To my surprise, I learned that there was indeed a pattern to my up and downs. My random spurts of anger or depression had similar triggers. My mood tracker was showing that I usually have 5 days of “up” followed by 2 days of passive suicidal ideation. There were also downward spirals on days where I was fighting with my significant other, leading to explosive anger.
I took this a step further and tracked my moods three times a day. After a few months, I learned that going to bed late or poor sleep contributed to intense mood swings and fights throughout the next day, whereas going to bed around 10pm led to me waking up to a forgiving and productive mood.
While the bigger picture feels like, “Wow, my life is shit,” there are little aspects that can be tracked and analyzed so we can relieve ourselves of unnecessary pain. Mood tracking is one of the first ways that genuinely helped me finally understand the patterns of my instability and emotional outbursts.

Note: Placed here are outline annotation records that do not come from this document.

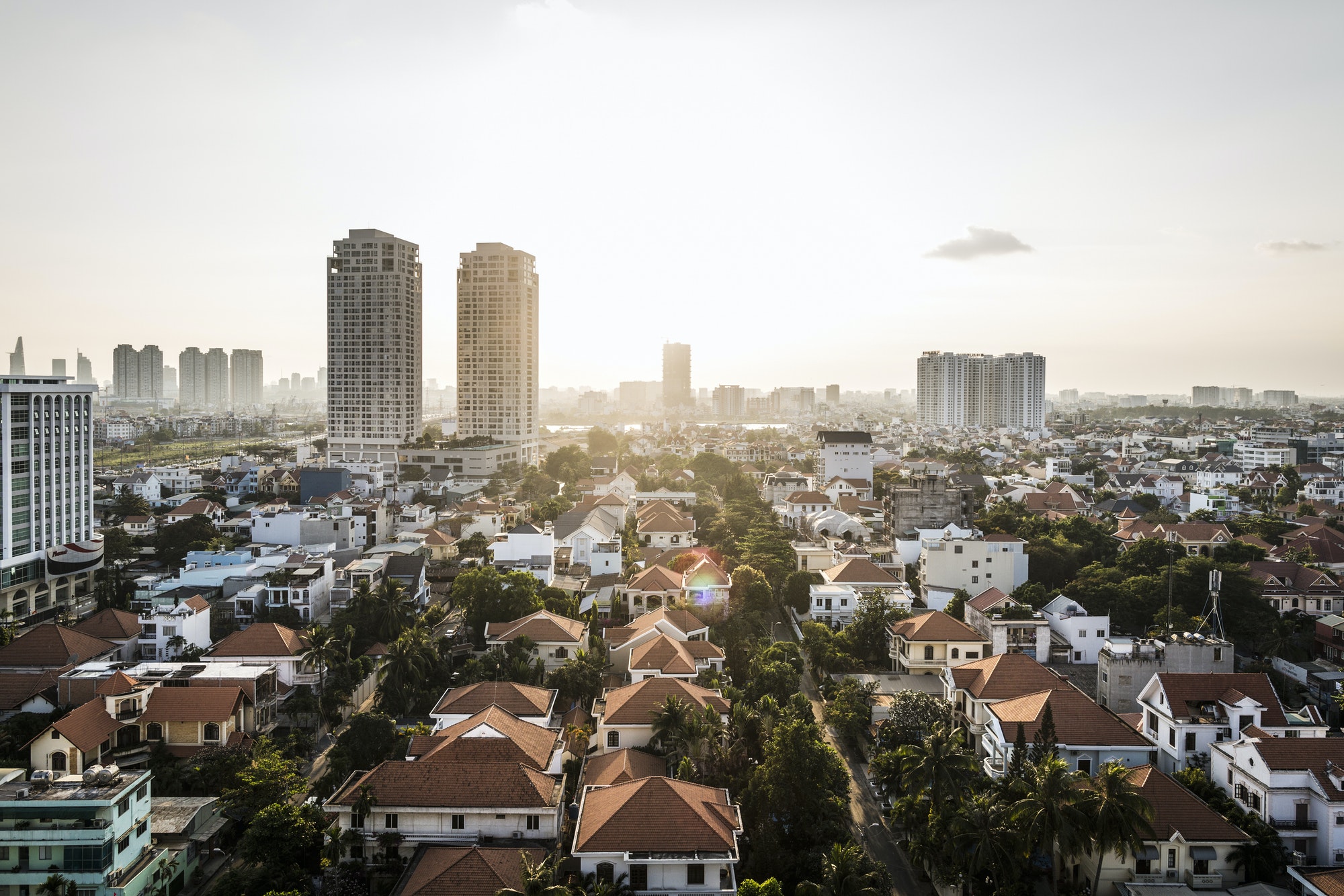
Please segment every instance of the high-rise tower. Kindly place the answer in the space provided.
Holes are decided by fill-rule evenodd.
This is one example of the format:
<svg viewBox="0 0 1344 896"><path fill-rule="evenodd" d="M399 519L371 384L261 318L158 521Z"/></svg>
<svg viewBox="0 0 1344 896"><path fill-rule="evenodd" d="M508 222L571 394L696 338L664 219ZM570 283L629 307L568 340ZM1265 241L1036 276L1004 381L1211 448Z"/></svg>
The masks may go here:
<svg viewBox="0 0 1344 896"><path fill-rule="evenodd" d="M396 463L421 434L419 246L352 230L327 259L327 454Z"/></svg>
<svg viewBox="0 0 1344 896"><path fill-rule="evenodd" d="M540 457L536 258L476 243L457 269L457 434ZM329 399L328 399L329 400Z"/></svg>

Take advantage of the good days.
After learning about how your emotions work, you can use that knowledge as power. This can help you establish control over the events that happen in your life. For example, I know that after 5 days, I am due for a massive downward mood swing where I want to do nothing but sulk and eat carbs.

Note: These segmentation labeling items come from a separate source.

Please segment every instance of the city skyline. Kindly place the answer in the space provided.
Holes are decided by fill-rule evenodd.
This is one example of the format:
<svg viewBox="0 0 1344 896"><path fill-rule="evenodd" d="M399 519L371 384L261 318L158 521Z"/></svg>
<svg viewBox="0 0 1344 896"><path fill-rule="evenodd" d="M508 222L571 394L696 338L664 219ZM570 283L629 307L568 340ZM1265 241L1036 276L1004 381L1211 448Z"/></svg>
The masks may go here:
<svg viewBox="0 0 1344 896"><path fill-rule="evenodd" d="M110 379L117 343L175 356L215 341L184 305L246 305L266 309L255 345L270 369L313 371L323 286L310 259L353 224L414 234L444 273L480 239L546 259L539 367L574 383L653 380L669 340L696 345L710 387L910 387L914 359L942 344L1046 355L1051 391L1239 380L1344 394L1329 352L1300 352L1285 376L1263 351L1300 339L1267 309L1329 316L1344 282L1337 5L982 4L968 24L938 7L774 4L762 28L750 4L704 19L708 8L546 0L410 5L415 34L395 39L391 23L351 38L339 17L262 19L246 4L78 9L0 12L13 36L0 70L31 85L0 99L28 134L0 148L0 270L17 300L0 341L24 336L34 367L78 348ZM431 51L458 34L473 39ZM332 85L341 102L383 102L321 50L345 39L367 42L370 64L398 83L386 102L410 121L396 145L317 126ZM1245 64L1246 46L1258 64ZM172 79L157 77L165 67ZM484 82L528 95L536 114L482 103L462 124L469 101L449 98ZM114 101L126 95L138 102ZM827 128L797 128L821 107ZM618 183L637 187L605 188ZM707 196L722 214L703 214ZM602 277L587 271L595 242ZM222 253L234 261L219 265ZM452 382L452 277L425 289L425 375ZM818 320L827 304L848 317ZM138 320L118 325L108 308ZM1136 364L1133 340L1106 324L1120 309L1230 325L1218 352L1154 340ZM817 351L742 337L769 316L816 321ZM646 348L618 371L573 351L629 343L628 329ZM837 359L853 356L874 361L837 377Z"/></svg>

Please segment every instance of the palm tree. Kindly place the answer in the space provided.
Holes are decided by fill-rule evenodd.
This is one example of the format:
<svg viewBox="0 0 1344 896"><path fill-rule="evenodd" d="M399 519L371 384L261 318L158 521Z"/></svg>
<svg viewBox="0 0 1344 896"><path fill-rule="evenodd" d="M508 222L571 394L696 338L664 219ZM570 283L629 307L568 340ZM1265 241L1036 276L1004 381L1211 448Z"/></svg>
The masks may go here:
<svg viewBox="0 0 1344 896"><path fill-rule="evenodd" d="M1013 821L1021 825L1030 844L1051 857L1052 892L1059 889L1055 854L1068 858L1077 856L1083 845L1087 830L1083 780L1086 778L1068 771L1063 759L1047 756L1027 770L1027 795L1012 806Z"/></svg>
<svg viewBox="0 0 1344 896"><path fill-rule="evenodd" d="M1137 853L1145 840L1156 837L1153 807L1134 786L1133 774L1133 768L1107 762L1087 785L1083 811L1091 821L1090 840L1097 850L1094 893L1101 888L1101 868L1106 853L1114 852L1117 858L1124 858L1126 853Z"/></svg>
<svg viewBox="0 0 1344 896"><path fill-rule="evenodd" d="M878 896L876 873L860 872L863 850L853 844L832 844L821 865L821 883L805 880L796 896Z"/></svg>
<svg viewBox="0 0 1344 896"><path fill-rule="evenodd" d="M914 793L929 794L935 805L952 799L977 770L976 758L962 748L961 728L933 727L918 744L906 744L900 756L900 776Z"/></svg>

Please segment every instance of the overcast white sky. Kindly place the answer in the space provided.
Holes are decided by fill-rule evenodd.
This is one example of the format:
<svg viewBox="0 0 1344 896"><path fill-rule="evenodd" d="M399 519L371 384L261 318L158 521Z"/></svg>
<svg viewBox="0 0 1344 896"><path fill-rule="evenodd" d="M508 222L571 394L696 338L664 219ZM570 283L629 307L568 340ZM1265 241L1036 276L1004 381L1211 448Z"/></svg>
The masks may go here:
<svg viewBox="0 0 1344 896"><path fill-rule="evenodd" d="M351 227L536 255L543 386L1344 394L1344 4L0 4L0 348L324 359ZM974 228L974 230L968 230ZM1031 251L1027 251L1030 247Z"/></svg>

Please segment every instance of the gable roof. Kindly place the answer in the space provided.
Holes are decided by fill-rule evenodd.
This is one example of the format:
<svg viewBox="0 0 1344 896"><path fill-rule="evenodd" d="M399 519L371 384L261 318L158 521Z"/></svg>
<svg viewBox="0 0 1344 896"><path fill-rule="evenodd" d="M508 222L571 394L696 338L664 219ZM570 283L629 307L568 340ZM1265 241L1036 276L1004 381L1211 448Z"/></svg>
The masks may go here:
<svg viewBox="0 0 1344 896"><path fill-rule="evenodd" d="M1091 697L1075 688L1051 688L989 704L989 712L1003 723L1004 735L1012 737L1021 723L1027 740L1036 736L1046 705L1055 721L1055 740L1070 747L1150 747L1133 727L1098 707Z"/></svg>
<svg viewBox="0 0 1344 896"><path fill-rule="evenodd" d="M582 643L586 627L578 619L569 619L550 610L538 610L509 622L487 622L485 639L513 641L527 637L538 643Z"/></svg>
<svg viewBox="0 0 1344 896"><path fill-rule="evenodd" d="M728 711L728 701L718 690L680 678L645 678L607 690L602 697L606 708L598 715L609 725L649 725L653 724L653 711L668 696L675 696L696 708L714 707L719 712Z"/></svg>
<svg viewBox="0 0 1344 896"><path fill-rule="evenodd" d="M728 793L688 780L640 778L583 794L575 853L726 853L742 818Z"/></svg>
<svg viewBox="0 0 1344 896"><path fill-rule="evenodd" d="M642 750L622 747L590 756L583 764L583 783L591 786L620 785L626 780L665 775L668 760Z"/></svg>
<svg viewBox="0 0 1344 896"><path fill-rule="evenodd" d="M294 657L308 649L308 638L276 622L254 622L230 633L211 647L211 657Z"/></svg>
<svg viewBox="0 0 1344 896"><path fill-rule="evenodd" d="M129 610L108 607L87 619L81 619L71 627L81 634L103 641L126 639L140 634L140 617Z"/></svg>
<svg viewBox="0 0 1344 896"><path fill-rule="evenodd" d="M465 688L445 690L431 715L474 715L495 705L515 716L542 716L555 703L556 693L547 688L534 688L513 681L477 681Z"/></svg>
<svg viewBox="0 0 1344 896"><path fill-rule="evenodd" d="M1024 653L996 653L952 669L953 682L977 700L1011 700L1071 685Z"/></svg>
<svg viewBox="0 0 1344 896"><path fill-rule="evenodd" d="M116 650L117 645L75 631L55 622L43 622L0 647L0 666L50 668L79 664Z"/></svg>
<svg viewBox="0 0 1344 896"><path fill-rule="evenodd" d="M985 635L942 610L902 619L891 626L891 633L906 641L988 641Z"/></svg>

So on the days where I experience my “ups,” I work. I research and create blog posts for The Fractured Light. When my friends want to hang out, I take advantage of the good days and commit.

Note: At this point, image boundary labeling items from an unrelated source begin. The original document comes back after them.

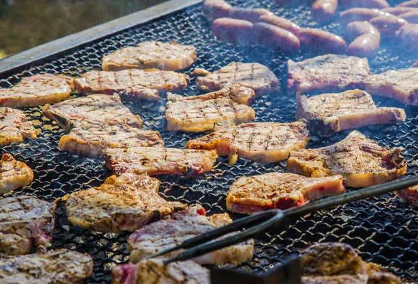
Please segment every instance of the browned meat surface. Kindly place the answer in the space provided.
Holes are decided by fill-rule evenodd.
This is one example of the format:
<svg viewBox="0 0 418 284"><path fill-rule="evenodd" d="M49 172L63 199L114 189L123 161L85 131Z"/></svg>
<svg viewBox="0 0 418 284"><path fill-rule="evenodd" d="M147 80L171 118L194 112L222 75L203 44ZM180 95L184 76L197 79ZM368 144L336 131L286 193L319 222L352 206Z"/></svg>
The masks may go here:
<svg viewBox="0 0 418 284"><path fill-rule="evenodd" d="M234 83L252 88L257 96L278 91L279 79L267 67L258 63L232 62L206 77L198 77L196 88L212 92Z"/></svg>
<svg viewBox="0 0 418 284"><path fill-rule="evenodd" d="M235 164L238 157L258 163L275 163L286 159L291 150L304 148L309 140L305 120L255 123L221 127L189 141L186 148L216 150L219 156L229 156L230 164Z"/></svg>
<svg viewBox="0 0 418 284"><path fill-rule="evenodd" d="M196 177L211 171L217 157L216 151L132 147L108 149L106 165L117 175L134 173Z"/></svg>
<svg viewBox="0 0 418 284"><path fill-rule="evenodd" d="M26 187L33 180L33 172L26 164L3 154L0 161L0 195Z"/></svg>
<svg viewBox="0 0 418 284"><path fill-rule="evenodd" d="M146 175L112 177L102 185L66 195L68 221L99 232L134 231L186 205L169 202L157 193L160 182Z"/></svg>
<svg viewBox="0 0 418 284"><path fill-rule="evenodd" d="M233 212L252 214L302 206L344 192L344 180L339 175L306 178L289 173L269 173L237 180L229 188L226 207Z"/></svg>
<svg viewBox="0 0 418 284"><path fill-rule="evenodd" d="M79 92L112 95L130 100L161 100L160 91L178 90L187 87L189 77L157 69L128 69L121 71L90 71L74 80Z"/></svg>
<svg viewBox="0 0 418 284"><path fill-rule="evenodd" d="M403 109L378 108L371 96L360 90L309 98L297 93L296 103L296 118L306 119L309 130L323 136L366 125L398 123L405 119Z"/></svg>
<svg viewBox="0 0 418 284"><path fill-rule="evenodd" d="M227 214L205 216L205 209L194 206L172 214L169 219L147 225L132 234L128 240L130 261L137 262L157 252L170 248L201 234L232 223ZM164 255L173 257L178 251ZM254 241L229 246L194 258L201 265L222 265L232 263L238 265L252 258Z"/></svg>
<svg viewBox="0 0 418 284"><path fill-rule="evenodd" d="M248 106L254 97L252 89L238 84L194 97L169 94L166 129L202 132L213 130L221 123L240 124L253 120L256 113Z"/></svg>
<svg viewBox="0 0 418 284"><path fill-rule="evenodd" d="M358 88L370 69L366 58L326 54L300 62L288 61L288 91Z"/></svg>
<svg viewBox="0 0 418 284"><path fill-rule="evenodd" d="M0 107L0 145L33 139L37 135L32 123L26 120L22 111Z"/></svg>
<svg viewBox="0 0 418 284"><path fill-rule="evenodd" d="M336 143L291 152L288 170L307 177L341 175L353 187L366 187L401 178L406 161L399 148L381 147L353 131Z"/></svg>
<svg viewBox="0 0 418 284"><path fill-rule="evenodd" d="M371 95L418 105L418 68L390 70L373 74L366 78L363 84L364 90Z"/></svg>
<svg viewBox="0 0 418 284"><path fill-rule="evenodd" d="M23 196L0 199L0 251L29 253L51 246L55 204Z"/></svg>
<svg viewBox="0 0 418 284"><path fill-rule="evenodd" d="M117 50L102 58L102 69L119 71L125 69L181 70L197 59L196 47L176 42L147 41L135 47Z"/></svg>
<svg viewBox="0 0 418 284"><path fill-rule="evenodd" d="M0 258L0 283L77 284L93 274L88 254L66 249Z"/></svg>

And when I know the bad days are coming, I let myself slack off. I binge watch my favorite tv shows (I save my shows for sick days) and stock my fridge with healthier foods to binge on (like a good ol’ Caesar salad kit from Walmart). Knowing that bad days make me confrontational and angry, I stay away from social media or anywhere that could spark controversial thoughts in me, but I hang out in my support groups.
Tracking and scheduling around your moods sound like a lot of work, but it pays off. Building a new habit is going to be a struggle at first, but once it becomes part of your daily routine, it becomes second nature. It does get easier. For me, I no longer need to track my moods because I’ve grown accustomed to when my body is going to go up or down. I’ve also learned my anger triggers and do my best to avoid them, so it can’t destroy the rest of my day (or week… if you’re like me and like to hold grudges.)
Give mood tracking a try. You might be pleasantly surprised that there’s a system or routine to how your moods behave.